REPUBLIKA.CO.ID, JAKARTA -- Hasil riset Politika Research and Consulting (PRC) dan Parameter Politik Indonesia (PPI) mendapati bahwa mayoritas responden tidak ingin agar pelaksanaan Pilpres dan Pileg dilakukan serentak. Publik lebih senang kalau penyelenggaraan Pilpres dan Pileg dipisah.
Berdasarkan surve tersebut sebesar 56,4 persen responden ingin agar Pilpres dan Pileg dilakukan pada waktu berbeda. Sementara 36,8 persen publik menghendaki sebaliknya dan 6,8 persen warga menjawab tidak tahu.

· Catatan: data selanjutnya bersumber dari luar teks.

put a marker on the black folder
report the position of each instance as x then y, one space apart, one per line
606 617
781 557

"Alasan sederhana karena memang infrastuktur kita untuk menunjang penyelengaraan bersama itu tidak maksimal," kata Direktur Eksekutif PPI Adi Prayitno di Jakarta, Ahad (23/2).
Adi mengatakan, publik berkaca pada pelaksanaan Pilpres dan Pileg serentak pada 2019 lalu. Dia mengungkapkan, jatuhnya korban jika dan peristiwa lainnya membuat masyarakat lebih senang jika penyelenggaraan pemungutan suara itu dipisah.
Adi melanjutkan, sebesar 36,8 persen publik yang ingin Pilpres dan Pileg dilakukan serentak beralasan efisiensi waktu dan anggaran. Mereka, Adi menuturkan, tidak ingin ambil pusing terlalu lama memikirkan politik nasional.
"Mereka pusing juga kalau disajikan dengan politik sehingga mereka lebih fokus untuk bicara Indonesia maju," katanya.
Survei PRC dan PPI dilakukan terhadap 2197 responden yang tersebar secara proporsional pada 22 desa/kelurahan. Survey dilakukan pada awal Februari 2020 menggunakan metode multistage random sampling.
Survei dilakukan dengan wawancara tatap muka dengan tingkat kepercayaan mencapai 95 persen. Margin of ereor survei sebedar 2,13 persen.